Selain Bobby, rapat konsolidasi tersebut juga dihadiri Wakil Ketua Umum Pemenangan Pemilu Ahmad Doli Kurnia Tanjung dan Wakil Sekretaris Jenderal Pemenangan Pemilu Doni Akbar.

Bobby mengatakan hasil survei dapat memberikan gambaran profil calon kepala daerah dengan bobot sebesar 40 persen.

"Bobot survei tidak lebih 40 persen, sedangkan 60 persennya itu masukan dari bapak-bapak sekalian," ujar Bobby pada saat membuka rapat konsolidasi tersebut.

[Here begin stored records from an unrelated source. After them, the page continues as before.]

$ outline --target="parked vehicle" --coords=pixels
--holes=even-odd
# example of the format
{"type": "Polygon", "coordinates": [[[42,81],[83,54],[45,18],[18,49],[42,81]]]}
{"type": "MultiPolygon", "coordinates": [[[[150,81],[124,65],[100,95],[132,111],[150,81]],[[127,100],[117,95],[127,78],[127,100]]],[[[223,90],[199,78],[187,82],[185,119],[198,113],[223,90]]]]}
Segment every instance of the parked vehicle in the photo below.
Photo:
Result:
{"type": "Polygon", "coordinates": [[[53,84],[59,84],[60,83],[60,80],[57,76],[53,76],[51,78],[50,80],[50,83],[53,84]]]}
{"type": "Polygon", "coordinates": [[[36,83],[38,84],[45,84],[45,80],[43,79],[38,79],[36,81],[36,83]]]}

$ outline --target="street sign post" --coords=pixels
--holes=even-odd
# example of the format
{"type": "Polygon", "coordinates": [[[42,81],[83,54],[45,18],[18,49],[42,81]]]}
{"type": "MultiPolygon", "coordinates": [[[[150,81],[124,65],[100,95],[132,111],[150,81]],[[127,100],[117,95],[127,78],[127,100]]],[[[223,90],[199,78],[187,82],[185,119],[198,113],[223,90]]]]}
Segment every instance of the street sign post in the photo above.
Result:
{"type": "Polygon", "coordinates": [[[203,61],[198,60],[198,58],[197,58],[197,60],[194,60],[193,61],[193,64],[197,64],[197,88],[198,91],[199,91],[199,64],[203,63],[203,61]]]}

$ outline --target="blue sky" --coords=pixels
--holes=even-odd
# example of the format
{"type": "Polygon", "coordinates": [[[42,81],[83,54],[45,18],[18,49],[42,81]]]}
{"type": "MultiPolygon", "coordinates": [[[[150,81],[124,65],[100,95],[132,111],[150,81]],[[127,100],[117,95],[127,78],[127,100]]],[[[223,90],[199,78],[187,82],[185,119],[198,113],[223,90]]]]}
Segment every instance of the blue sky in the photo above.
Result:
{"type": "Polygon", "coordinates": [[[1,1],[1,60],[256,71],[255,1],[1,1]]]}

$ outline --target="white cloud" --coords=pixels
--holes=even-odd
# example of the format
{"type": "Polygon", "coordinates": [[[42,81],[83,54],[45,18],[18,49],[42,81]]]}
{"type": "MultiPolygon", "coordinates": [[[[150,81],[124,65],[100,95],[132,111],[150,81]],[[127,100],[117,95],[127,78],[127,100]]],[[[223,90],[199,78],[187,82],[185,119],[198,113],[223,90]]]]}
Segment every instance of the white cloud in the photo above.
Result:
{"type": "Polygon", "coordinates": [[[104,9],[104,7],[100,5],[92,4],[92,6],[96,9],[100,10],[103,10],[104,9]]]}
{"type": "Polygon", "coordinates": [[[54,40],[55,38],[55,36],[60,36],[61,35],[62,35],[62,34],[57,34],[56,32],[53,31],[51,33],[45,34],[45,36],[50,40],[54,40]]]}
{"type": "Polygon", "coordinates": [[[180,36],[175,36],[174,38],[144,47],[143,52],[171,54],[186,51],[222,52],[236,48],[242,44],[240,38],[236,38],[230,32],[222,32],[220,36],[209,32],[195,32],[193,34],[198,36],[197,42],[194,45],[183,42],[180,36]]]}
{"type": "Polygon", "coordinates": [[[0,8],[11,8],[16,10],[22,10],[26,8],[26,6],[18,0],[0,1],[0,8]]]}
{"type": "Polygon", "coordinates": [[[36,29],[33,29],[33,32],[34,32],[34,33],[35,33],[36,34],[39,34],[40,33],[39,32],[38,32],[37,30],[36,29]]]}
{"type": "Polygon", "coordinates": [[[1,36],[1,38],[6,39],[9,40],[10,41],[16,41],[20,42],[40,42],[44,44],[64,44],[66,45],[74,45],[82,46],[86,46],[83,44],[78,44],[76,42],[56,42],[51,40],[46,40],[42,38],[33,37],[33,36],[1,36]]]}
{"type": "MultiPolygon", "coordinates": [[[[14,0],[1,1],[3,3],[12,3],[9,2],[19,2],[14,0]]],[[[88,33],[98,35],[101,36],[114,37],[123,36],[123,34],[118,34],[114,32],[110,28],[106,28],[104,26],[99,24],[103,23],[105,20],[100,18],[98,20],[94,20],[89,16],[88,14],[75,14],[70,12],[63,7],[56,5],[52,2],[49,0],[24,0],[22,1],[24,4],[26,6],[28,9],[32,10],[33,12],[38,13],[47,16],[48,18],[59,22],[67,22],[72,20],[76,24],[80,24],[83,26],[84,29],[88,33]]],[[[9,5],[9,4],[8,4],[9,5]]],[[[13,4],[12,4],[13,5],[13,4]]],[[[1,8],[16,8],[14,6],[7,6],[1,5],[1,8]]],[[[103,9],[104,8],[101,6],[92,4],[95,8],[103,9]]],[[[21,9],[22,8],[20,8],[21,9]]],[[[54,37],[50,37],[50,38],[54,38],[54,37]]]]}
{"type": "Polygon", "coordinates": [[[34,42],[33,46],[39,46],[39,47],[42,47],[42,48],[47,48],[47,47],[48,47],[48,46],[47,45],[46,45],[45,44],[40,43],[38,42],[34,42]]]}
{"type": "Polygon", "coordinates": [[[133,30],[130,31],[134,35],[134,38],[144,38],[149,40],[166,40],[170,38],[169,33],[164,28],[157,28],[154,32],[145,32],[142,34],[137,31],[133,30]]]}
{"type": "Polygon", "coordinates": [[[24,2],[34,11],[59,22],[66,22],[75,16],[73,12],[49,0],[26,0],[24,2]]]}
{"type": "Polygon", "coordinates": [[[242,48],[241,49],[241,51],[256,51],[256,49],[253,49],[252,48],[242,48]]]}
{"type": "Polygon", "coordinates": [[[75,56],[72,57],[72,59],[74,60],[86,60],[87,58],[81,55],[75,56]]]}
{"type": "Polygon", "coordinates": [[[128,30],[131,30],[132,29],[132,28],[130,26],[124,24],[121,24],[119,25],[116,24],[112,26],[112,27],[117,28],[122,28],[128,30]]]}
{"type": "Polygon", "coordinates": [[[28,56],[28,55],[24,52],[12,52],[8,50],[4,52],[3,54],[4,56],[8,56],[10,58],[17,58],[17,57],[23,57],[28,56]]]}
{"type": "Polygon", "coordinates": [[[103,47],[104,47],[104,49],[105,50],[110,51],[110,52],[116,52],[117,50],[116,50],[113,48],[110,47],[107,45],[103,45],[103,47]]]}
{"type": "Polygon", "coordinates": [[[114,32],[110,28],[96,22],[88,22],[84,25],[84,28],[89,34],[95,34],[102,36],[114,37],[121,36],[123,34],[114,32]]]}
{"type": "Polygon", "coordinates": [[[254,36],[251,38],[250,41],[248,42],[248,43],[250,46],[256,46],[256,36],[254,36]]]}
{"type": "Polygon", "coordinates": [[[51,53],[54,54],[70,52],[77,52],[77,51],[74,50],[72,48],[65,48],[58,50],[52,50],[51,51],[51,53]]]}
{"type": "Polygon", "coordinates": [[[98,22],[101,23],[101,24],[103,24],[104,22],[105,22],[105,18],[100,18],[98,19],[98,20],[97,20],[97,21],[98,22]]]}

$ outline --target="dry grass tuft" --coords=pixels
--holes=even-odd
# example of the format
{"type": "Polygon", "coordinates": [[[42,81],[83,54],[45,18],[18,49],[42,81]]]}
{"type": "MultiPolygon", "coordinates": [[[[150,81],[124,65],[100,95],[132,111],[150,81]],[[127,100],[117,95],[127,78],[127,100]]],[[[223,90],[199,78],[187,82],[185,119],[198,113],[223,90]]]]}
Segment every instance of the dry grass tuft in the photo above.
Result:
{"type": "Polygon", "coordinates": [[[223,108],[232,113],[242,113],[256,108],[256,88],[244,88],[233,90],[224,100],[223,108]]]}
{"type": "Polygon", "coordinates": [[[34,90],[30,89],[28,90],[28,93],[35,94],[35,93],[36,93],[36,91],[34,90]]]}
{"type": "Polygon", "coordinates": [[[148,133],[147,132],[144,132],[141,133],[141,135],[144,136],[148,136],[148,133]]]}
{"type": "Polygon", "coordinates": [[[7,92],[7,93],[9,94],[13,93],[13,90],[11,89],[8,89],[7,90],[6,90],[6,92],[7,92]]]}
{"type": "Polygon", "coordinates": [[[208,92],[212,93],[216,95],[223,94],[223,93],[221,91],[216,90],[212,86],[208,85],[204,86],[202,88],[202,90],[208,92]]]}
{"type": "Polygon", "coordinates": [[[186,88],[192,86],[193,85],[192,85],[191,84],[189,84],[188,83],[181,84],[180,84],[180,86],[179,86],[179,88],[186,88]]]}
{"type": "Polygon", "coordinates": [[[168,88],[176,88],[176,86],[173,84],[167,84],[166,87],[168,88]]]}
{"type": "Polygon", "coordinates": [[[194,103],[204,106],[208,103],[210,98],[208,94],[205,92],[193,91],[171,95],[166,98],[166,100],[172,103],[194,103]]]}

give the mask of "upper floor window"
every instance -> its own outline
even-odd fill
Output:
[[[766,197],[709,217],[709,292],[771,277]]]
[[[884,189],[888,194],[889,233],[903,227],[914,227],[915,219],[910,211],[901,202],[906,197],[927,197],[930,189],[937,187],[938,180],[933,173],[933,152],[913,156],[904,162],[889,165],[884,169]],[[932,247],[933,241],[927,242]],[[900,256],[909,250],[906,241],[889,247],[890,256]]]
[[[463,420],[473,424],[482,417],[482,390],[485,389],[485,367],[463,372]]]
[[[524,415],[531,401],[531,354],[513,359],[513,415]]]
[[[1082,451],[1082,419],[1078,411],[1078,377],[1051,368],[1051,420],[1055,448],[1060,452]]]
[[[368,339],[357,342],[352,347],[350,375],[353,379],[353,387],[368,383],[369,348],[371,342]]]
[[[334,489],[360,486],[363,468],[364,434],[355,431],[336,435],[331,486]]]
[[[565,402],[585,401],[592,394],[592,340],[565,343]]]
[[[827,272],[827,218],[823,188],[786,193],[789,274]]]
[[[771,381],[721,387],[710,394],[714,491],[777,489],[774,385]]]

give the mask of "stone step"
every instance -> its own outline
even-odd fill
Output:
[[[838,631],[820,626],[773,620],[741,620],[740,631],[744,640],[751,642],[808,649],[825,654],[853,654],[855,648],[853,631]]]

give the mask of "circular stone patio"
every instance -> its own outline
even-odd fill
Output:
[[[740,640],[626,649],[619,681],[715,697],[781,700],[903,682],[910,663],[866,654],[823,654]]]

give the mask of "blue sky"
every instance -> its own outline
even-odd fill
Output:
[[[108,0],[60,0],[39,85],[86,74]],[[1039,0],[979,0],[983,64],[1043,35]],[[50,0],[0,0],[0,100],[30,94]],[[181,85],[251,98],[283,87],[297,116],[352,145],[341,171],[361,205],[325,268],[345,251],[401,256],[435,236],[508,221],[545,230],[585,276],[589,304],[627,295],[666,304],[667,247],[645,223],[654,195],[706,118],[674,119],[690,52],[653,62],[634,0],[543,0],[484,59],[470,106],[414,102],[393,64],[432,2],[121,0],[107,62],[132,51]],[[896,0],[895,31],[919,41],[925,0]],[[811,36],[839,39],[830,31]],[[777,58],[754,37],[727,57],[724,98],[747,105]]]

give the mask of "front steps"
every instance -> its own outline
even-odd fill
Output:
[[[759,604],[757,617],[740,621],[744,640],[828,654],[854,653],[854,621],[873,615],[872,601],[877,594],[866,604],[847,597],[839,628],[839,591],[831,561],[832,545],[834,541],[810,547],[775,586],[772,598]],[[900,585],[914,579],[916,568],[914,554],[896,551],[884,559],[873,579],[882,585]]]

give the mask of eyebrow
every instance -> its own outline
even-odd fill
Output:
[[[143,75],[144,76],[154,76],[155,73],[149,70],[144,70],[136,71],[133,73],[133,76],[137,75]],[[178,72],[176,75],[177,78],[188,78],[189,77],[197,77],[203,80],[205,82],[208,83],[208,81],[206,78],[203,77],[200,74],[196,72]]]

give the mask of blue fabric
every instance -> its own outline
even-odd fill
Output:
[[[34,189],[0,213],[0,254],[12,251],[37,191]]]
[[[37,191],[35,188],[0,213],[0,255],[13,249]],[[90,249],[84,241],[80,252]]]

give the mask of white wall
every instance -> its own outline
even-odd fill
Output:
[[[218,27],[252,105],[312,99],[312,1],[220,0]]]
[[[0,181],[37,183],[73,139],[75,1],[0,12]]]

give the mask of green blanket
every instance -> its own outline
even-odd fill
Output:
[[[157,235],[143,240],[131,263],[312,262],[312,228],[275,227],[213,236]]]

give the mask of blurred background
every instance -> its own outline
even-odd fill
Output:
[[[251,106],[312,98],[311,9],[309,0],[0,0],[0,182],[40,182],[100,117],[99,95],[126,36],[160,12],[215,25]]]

Bobby menjelaskan maksud survei tidak lebih dari 40 persen adalah bahwa survei, kajian, evaluasi, dapat menjadi masukan bagi para peserta rapat konsolidasi.

Namun, masukan pandangan dari masing-masing DPD Golkar lebih diutamakan agar semakin memastikan pembacaan peta calon Partai Golkar dalam pemilihan kepala daerah 2020.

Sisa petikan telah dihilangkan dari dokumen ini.